O juiz Clicério Bezerra, da 1º vara da Família e Registro Civil do Recife/PE, autorizou a uma mulher adotada a retificação da certidão de nascimento, para que conste o nome do pai biológico. A autora da ação acionou o Judiciário para conseguir retificar o registro civil e acrescentar no documento o nome do pai biológico, com quem sempre conviveu, e o dos avós paternos biológicos. Oficialmente, ela tem agora uma mãe, dois pais e seis avós, sendo dois maternos e quatro paternos.

A autora, natural de SP, foi adotada aos três meses de idade, sem o consentimento e conhecimento do pai biológico.

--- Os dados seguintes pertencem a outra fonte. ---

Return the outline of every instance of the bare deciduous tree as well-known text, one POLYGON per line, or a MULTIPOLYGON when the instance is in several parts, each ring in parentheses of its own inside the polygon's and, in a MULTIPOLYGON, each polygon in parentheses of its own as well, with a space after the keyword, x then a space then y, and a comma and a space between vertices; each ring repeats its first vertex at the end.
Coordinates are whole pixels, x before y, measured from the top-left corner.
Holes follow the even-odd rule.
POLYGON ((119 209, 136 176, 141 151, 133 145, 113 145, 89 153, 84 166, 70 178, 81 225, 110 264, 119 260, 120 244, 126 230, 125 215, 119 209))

Apesar disso, os dois não perderam contato, construindo, assim, laços afetivos. Constam nos autos, provas de que os dois pais, adotivo e biológico, compartilharam simultaneamente das responsabilidades parentais, como a guarda, o sustento e a educação. Sobre essa situação o magistrado afirmou: “Como não reconhecer judicialmente a paternidade daquele que foi pai sem obrigação legal de sê-lo. Por amor, guardou, educou e deu sustento a sua filha.”

Na sentença, proferida no dia 1º/10, o juiz também ressaltou que a decisão apenas confirma o que já havida sido estabelecido entre pai e filha. “A presente decisão somente consolida no plano jurídico a dupla paternidade fática, ratificando o que foi livremente construído pelas partes: um sentimento nobre, uma consciência humana plena, um amor inabalável, que sempre esteve presente na vida real, cotidiana, dos que ora buscam a tutela jurisdicional“, destacou.

O magistrado Clicério Bezerra também destacou, na decisão, trecho do artigo cientifico Filiações Plurais, escrito pelo desembargador do TJ/PE, Jones Figueiredo: “Parentalidade multípla, em todos os ditames é espiritual, antes de jurídica, no melhor sentido canônico, como a de José, marido de Maria, que teve como filho socioafetivo o próprio filho de Deus. Por isso mesmo, Pai é aquele que se a(pai)xona“.